Question

The decreasing order of C=C bond length in the following complexes is \[ \text{I: [Cl$_3$Pt(CH$_2$=CH$_2$)]}^- \quad \text{II: [Cl$_3$Pt(C(CN)$_2$=C(CN)$_2$)]}^- \quad \text{III: [Cl$_3$Pt(CF$_2$=CH$_2$)]}^- \quad \text{IV: [Cl$_3$Pt(CF$_2$=CF$_2$)]}^- \]

• A. II>I>III>IV
• B. IV>II>I>III
• C. II>IV>III>I
• D. IV>I>II>III

Hint:

Backbonding from metal to alkene $\pi^*$ orbitals shortens the C=C bond. More electron-withdrawing substituents enhance backbonding, decreasing bond length.

Answer 1

The Correct Option is C

Step 1: Concept.
C=C bond length decreases with increasing $\pi$-backbonding from metal to alkene.

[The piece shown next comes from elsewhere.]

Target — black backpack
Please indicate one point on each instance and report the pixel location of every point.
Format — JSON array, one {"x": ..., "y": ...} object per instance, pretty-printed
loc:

Stronger $\pi$-acceptor substituents (like F, CN) increase back-donation, reducing C=C bond length.
Step 2: Analyze substituent effects.
Electron-withdrawing groups stabilize back-donation. Order of $\pi$-acceptor strength: CF$_2$=CF$_2$>CF$_2$=CH$_2$>CH$_2$=CH$_2$>C(CN)$_2$=C(CN)$_2$.
However, in the C(CN)$_2$ case, the $\pi$-system is highly delocalized, leading to longer bond due to weaker localized backbonding.
Step 3: Resulting bond order.
Thus, C=C bond length order: II (longest)>I>III>IV (shortest).
Step 4: Conclusion.
The decreasing order of C=C bond length is II>I>III>IV.